Ricordo bene quel giorno, giocavo nel Mantova, era il 17 giugno del 1967, stadio Martelli con 12 mila persone che aspettavano solo di vedere i “Samba Boys” giocare. Tra i calciatori brasiliani presenti ricordo ancora con piacere Eden un talentuoso 18 enne che giocava mezz’ala così come Wilson, Santana detto Teodoaldo un ragazzo di 17 anni e un centrocampista davvero formidabile e Carlos Alberto Toda un terzino di 24 anni che al tempo aveva segnato 12 reti in campionato, anche se il più popolare era chiaramente Pelè. Quando negli spogliatoi il mio allenatore Cadè mi disse che avrei marcato il numero 10 brasiliano, che al tempo conoscevo solo per la fama che lo precedeva, lì per lì ero rimasto senza parole, ma poi, una volta sceso in campo, ho pensato solo a concentrarmi perché sapevo che solo così sarei riuscito a svolgere bene il mio compito: marcare Pelè. La partita fu davvero intesa, perdemmo 2 a 1, ma c’è da dire che al tempo la nostra formazione era composta anche da giocatori in prestito da altre squadre perché il Mantova, quella stessa settima, era di fatto impegnato in un altra competizione fuori Italia

Del suo modo di stare in campo invece avevi avuto potuto apprezzare quel famoso stile “Ginga” di divertirsi e godere in maniera spensierata del gioco senza troppi schemi e tattiche?
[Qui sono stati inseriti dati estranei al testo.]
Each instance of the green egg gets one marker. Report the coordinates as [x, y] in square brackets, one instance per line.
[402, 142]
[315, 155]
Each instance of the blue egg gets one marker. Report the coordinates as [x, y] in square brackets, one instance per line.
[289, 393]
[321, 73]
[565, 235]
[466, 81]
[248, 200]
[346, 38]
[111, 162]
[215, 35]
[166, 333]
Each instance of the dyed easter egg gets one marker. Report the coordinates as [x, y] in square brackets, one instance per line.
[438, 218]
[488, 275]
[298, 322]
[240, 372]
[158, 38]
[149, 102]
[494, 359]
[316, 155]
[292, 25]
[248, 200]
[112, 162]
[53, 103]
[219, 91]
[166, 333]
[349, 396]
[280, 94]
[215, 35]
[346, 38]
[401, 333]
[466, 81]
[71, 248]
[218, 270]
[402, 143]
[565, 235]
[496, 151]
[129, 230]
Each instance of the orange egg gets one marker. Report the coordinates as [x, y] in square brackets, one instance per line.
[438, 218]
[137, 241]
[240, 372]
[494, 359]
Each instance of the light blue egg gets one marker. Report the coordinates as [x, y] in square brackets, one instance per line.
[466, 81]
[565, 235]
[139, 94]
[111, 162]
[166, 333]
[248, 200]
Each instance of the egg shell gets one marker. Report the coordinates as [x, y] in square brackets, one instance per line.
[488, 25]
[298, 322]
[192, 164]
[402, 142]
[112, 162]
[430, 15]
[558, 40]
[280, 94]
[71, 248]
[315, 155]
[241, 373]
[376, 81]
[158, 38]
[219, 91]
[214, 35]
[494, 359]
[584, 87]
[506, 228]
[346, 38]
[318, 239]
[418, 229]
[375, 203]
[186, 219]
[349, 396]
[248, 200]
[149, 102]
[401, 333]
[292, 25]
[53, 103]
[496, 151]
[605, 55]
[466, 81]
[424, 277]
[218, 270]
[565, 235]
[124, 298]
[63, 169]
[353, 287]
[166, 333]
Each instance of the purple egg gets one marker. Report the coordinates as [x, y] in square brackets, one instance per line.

Senza dubbio, Pelè era certamente un giocatore di un altro pianeta, aveva un fisico robusto e delle gambe possenti che gli donano una velocità e un’imprevedibilità fuori dal comune, ma non aveva solo il fisico, era forte anche mentalmente, aveva come una reazione istintiva, immediata, come pensava ad una giocata l’aveva già realizzata. Anche i suoi compagni di squadra però non erano da meno, si vedeva che avevano un modo diverso di interpretare il calcio, sempre e rigorosamente a ritmo di samba. Al tempo certe giocate non si vedeva in Europa tanto meno in Italia e tra loro e i Globetrotters del basket, anche loro in tournée in quegli anni, non saprei proprio dire chi faceva girare di più la palla.

Ma quindi Roberto, tu che l’hai marcato da vicino, come si poteva fermare un giocatore di quella forza e tecnica?

Pelè non lo fermavi, potevi solo provare a contrastarlo, qualche volta ci sono riuscito altre sono andato lungo, ma in quella partita credo comunque di avere fatto bene, ricordo di avere ricevuto diversi complimenti dai miei compagni e dalla stampa

C’è qualcos’altro, oltre al calcio giocato, che ricordi con piacere di quelli serata?

La sua disponibilità con tutti prima e dopo la partita, si capiva che era un campione gentile, il suo essere così semplice ti metteva allegria

In una recente intervista il fuoriclasse della Seleçao Neymar ha dichiarato di essere d’accordo con l’affermazione che prima di Pelé il 10 era solo un numero e che il calcio era solo uno sport, è un pensiero che ti senti di condividere?

Da quando ho memoria il numero 10 è sempre stato indossato dai campioni, come calciatore preciso che il numero 10 per me è Maradona, ma la maglia numero 10, quella del campione, per me è di Pelè

Bene Roberto, grazie ancora per quanto hai voluto condividere con noi confermando che dietro al campione Pelè, c’è stato anche un grande uomo. Una testimonianza che auspichiamo possa giungere anche alle nuove generazioni di calciatori ricordando che come diceva O Rei, “Il successo non è mai un caso, è duro lavoro, perseveranza, apprendimento, studio, sacrificio e soprattutto amore per quello che fai o impari a fare”.